THE CALCULUS OF CRAZY:
COMPENSATION FOR THE MOST DANGEROUS JOB IN THE WORLD


CURRICULUM VITAE

This page came about because of the efforts of one of the founders to figure out how to put together a CV, which is a fancy word for resume.
Almost NONE of this person's experiences were within the realm of the mentionable at a job interview.
The resume detailed a journey from a successful student with a bright future
to an invisible, beaten up cheap seats caregiver of the most rejected class of people imaginable.
NO CYBERNETICS HERE

Being an Alaskan crab fisherman is NOT the most dangerous job in the world.
This is, because the danger never ever lets up and it is predicated on something which can not be anticipated.
No cybernetic for cray cray.

THE COST

We do not know how to solve this problem but we need to put it on the table.
It is the problem of compensation for a particular class of veterans of mental disease: the caretakers who are so often overlooked by the profession and are not paid at all.

Mental illness is the number one health care cost in America. But understandably, nobody wants to discuss it.
We can talk about nuclear war, or cancer, or immigration, or even aging, but this devastation is simply too awful.
And that makes it more difficult to address the healing process--, and the numbers.
Leon's Landslide is very well acquainted with this issue.

THE COMIC RELIEF

In the film "The Professional", the mentally ill character of Norman Stansfield was played by Gary Oldman.
Oldman did what is often the only possible way to deal with an unimaginable hell.
He made Stansfield a psychotic clown. Laughter is an excellent, effective medicine.
But it isn't money. And we can't laugh away the grinding cycle of poverty which is one of the consequences of life-long mental disease.

THE COMPENSATION CALCULATION

What is often missing from discussions on the cost of mental health care is that the profession is more often than not unable to help the sick person, and the default is the family.
However, unlike the professional who is highly paid even when they fail to find a solution, the family is stuck.

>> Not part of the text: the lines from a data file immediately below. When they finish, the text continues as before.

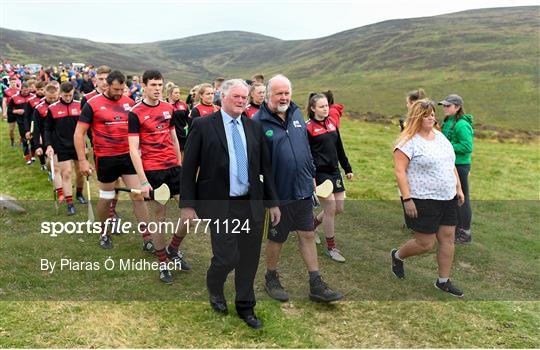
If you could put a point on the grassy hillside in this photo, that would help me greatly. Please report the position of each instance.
(133, 309)
(488, 56)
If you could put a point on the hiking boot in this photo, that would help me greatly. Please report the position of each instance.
(448, 287)
(80, 198)
(71, 209)
(148, 246)
(397, 265)
(335, 255)
(178, 258)
(273, 287)
(164, 274)
(320, 292)
(105, 242)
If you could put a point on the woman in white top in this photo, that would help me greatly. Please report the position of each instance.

Taking care of a dangerously mentally ill family member is a 24 hour a day, seven day a week, "you don't get to opt out" job.
According to the typical legal calculation of monetary value, therefore, this labor is worth:
one salary a year plus two overtime salaries,(for the week) plus one extra six day week of double time, since the weekend is 48 hours.
Moreover, this job truly IS the most dangerous job in America but if the mentally ill person is in the family, there is ZERO COMPENSATION.
In other words, in the eyes of the law and society, it is worth nothing at all.
There are also innumerable other factors which in a court of law under normal circumstances would warrant staggering damanges.
And then, when the caregiver is granted any sort of reprieve, even a tiny one, they may embark on a course of self denial and study which is the only avenue open to them to solve the problem.